Montreal unanimously adopted a motion for a nationwide ban on handguns and military-style assault weapons this week and a motion adopted by Toronto city council last month urges Ottawa to ban handguns in the city as well as prohibit assault rifles and semi-automatic weapons.

In an interview Tuesday, Organized Crime Reduction Minister Bill Blair ruled out the possibility of a decision in Nanaimo, but said the cabinet will be talking about gun policy during their two days of meetings.

“I think this is a longer-term, more complex discussion,” the former Toronto police chief said.

The Globe and Mail has reported that Prime Minister Justin Trudeau wanted a decision by mid-August on whether to include such a ban as part of a new legislative agenda that could be outlined if government decides to prorogue Parliament and start over with a fall Throne Speech.

But senior federal officials have been playing down the possibility of quick action.

“I don’t have a specific timeline other than to say I understand the urgency of the matter and that the people who are making these representations want to see a serious consideration of this idea in a timely way,” Public Safety Minister Ralph Goodale told reporters in Nanaimo on Tuesday.

He said he would not comment on the cabinet’s agenda, but said the government would examine a handgun ban carefully for effectiveness and fairness. “That examination is under way,” he said.

Earlier in the day, Mr.

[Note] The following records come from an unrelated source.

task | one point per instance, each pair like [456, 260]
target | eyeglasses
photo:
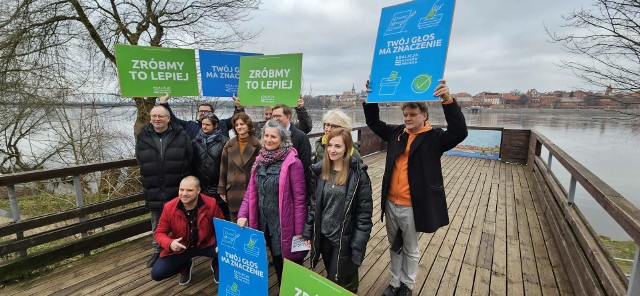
[332, 125]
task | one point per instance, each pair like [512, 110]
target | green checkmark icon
[421, 83]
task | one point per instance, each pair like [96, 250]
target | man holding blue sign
[185, 230]
[413, 197]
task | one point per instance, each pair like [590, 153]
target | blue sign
[242, 257]
[411, 51]
[219, 72]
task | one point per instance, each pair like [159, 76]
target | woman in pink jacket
[275, 201]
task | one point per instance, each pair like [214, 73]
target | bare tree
[608, 35]
[67, 27]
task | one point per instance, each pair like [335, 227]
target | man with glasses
[334, 118]
[282, 114]
[413, 195]
[164, 153]
[304, 123]
[193, 127]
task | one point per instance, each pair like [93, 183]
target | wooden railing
[591, 270]
[30, 244]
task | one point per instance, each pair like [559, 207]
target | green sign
[269, 80]
[297, 280]
[146, 71]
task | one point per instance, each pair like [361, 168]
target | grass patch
[622, 250]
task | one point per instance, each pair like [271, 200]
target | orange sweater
[399, 191]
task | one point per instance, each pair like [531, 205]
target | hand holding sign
[176, 246]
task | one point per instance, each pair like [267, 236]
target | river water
[605, 142]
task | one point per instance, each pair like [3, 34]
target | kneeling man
[185, 230]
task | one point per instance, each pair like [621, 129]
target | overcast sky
[496, 45]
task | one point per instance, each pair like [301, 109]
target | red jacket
[173, 224]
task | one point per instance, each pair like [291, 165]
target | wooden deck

Goodale told CBC in Vancouver there are other measures worth considering, including whether health-care professionals should be empowered to report individuals who might be a danger to themselves and others.

The Montreal motion calls on Ottawa to strengthen its gun-control bill, known as C-71, which doesn’t prohibit the private ownership of handguns or assault-style weapons.

Mr. Blair said the federal government “takes very seriously” the concerns that Canada’s two largest cities are raising, but the “complexity” of the issue demands a harder look at C-71, and the government is intent on doing the work on policy options to ensure they are effective.

Mr. Trudeau has said his government is listening attentively to the council motions from Canada’s two largest cities.

In July, the opposition Conservative Party said it would need to see the details of the proposed Liberal ban to effectively assess it.

“The Conservatives support measures that target thugs and criminals, not taking away property from law-abiding sport shooters,” Pierre Paul-Hus, the shadow minister for public safety said in a statement.

“As the Liberals themselves have suggested, a handgun ban would be a complex legal endeavour and even their own MPs have doubts that such a move would work.”